Will malloc round up to the nearest page size?

1.2k Views Asked by At

I'm not sure if I'm asking a noob question here, but here I go. I also searched a lot for a similar question, but I got nothing.

So, I know how mmap and brk work and that, regardless of the length you enter, it will round it up to the nearest page boundary. I also know malloc uses brk/sbrk or mmap (At least on Linux/Unix systems) but this raises the question: does malloc also round up to the nearest page size? For me, a page size is 4096 bytes, so if I want to allocate 16 bytes with malloc, 4096 bytes is... a lot more than I asked for.

2

There are 2 best solutions below

2
On BEST ANSWER
#include <stdio.h>
#include <stdlib.h>
#include <inttypes.h>
#include <unistd.h>


int main(void) {
    void *a = malloc(1);
    void *b = malloc(1);
    uintptr_t ua = (uintptr_t)a;
    uintptr_t ub = (uintptr_t)b;
    size_t page_size = getpagesize();

    printf("page size: %zu\n", page_size);
    printf("difference: %zd\n", (ssize_t)(ub - ua));
    printf("offsets from start of page: %zu, %zu\n",
        (size_t)ua % page_size, (size_t)ub % page_size);
}

prints

page_size: 4096
difference: 32
offsets from start of page: 672, 704

So clearly it is not rounded to page size in this case, which proves that it is not always rounded to page size.


It will hit mmap if you change allocation to some arbitrary large size. For example:

void *a = malloc(10000001);
void *b = malloc(10000003);

and I get:

page size: 4096
difference: -10002432
offsets from start of page: 16, 16

And clearly the starting address is still not page aligned; the bookkeeping must be stored below the pointer and the pointer needs to be sufficiently aligned for the largest alignment generally needed - you can reason this with free - if free is just given a pointer but it needs to figure out the size of the allocation, where could it look for it, and only two choices are feasible: in a separate data structure that lists all base pointers and their allocation sizes, or at some offset below the current pointer. And only one of them is sane.

1
On

The basic job of malloc and friends is to manage the fact that the OS can generally only (efficiently) deal with large allocations (whole pages and extents of pages), while programs often need smaller chunks and finer-grained management.

So what malloc (generally) does, is that the first time it is called, it allocates a larger amount of memory from the system (via mmap or sbrk -- maybe one page or maybe many pages), and uses a small amount of that for some data structures to track the heap use (where the heap is, what parts are in use and what parts are free) and then marks the rest of that space as free. It then allocates the memory you requested from that free space and keeps the rest available for subsequent malloc calls.
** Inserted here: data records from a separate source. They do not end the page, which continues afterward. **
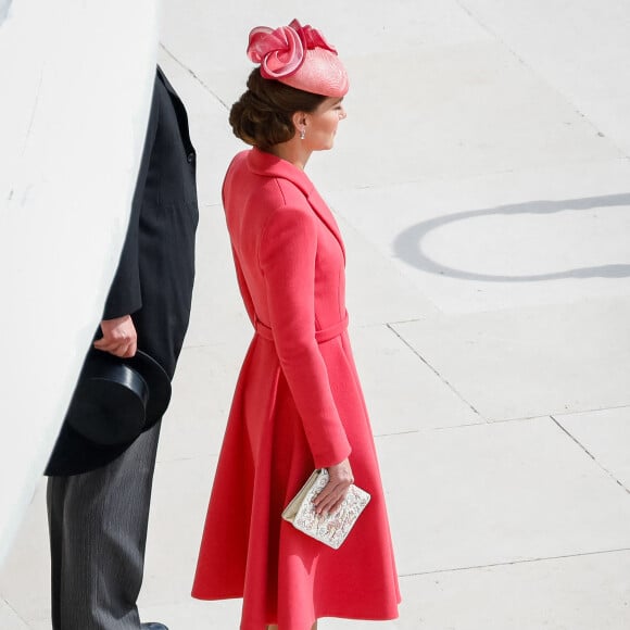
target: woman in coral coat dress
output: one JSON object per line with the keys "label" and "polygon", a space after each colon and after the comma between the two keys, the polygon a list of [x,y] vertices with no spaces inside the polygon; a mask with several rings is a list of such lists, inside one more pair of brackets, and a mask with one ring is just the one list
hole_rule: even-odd
{"label": "woman in coral coat dress", "polygon": [[[243,597],[243,630],[310,630],[320,617],[398,617],[400,592],[374,439],[348,337],[345,251],[304,173],[332,148],[348,76],[320,33],[254,28],[260,66],[230,124],[253,146],[223,189],[237,278],[254,338],[217,465],[192,595]],[[352,482],[371,495],[333,550],[281,513],[314,468],[335,511]]]}

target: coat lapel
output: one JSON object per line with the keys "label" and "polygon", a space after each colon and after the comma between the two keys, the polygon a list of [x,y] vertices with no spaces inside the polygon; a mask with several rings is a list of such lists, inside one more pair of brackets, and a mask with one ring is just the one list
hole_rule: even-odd
{"label": "coat lapel", "polygon": [[300,168],[293,166],[290,162],[280,160],[280,158],[276,158],[275,155],[261,151],[260,149],[252,149],[250,151],[248,163],[254,173],[265,175],[266,177],[288,179],[302,190],[304,197],[306,197],[306,200],[308,201],[308,205],[311,205],[322,223],[324,223],[339,242],[339,247],[343,253],[343,259],[345,260],[345,248],[343,245],[341,232],[339,231],[339,226],[337,225],[330,209],[322,199],[313,186],[313,182],[303,171],[300,171]]}

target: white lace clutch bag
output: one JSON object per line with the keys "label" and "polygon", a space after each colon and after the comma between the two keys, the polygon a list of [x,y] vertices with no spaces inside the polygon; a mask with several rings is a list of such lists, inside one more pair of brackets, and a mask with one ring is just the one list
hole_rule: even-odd
{"label": "white lace clutch bag", "polygon": [[358,515],[369,502],[369,494],[352,484],[338,509],[324,516],[315,514],[313,499],[328,483],[328,470],[319,468],[308,477],[302,490],[295,494],[291,503],[282,512],[282,518],[295,529],[331,546],[339,549],[353,528]]}

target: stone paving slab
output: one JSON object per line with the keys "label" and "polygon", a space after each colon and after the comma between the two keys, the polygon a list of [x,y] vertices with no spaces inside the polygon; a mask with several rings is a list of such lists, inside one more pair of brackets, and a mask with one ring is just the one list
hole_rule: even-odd
{"label": "stone paving slab", "polygon": [[392,327],[484,418],[501,420],[629,404],[629,316],[630,299],[619,298]]}
{"label": "stone paving slab", "polygon": [[630,406],[557,415],[555,419],[630,492]]}
{"label": "stone paving slab", "polygon": [[402,576],[630,549],[630,500],[551,418],[378,438]]}

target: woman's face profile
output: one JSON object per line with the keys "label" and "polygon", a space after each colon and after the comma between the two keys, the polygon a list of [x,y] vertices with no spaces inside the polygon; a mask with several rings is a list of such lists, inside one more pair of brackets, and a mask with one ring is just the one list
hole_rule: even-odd
{"label": "woman's face profile", "polygon": [[329,97],[308,114],[304,142],[312,151],[332,149],[339,121],[345,118],[343,98]]}

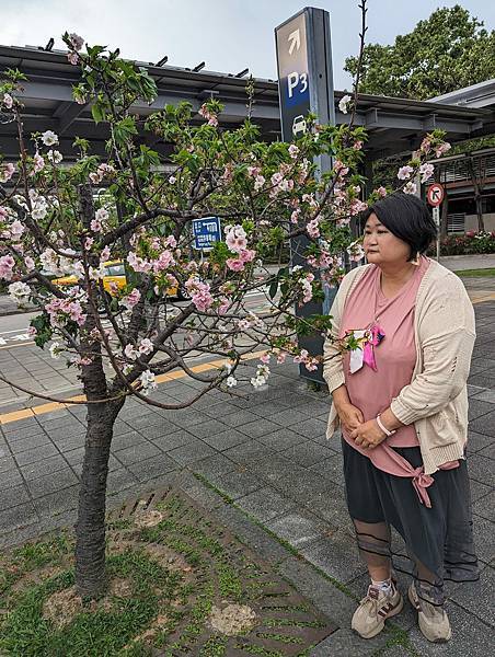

So the first time you call malloc for eg 16 bytes, it will uses mmap or sbrk to allocate a large chunk (maybe 4K or maybe 64K or maybe 16MB or even more) and initialize that as mostly free and return you a pointer to 16 bytes somewhere. A second call to malloc for another 16 bytes will just return you another 16 bytes from that pool -- no need to go back to the OS for more.

As your program goes ahead mallocing more memory it will just come from this pool, and free calls will return memory to the free pool. If it generally allocates more than it frees, eventually that free pool will run out, and at that point, malloc will call the system (mmap or sbrk) to get more memory to add to the free pool.

This is why if you monitor a process that is allocating and freeing memory with malloc/free with some sort of process monitor, you will generally just see the memory use go up (as the free pool runs out and more memory is requested from the system), and generally will not see it go down -- even though memory is being freed, it generally just goes back to the free pool and is not unmapped or returned to the system. There are some exceptions -- particularly if very large blocks are involved -- but generally you can't rely on any memory being returned to the system until the process exits.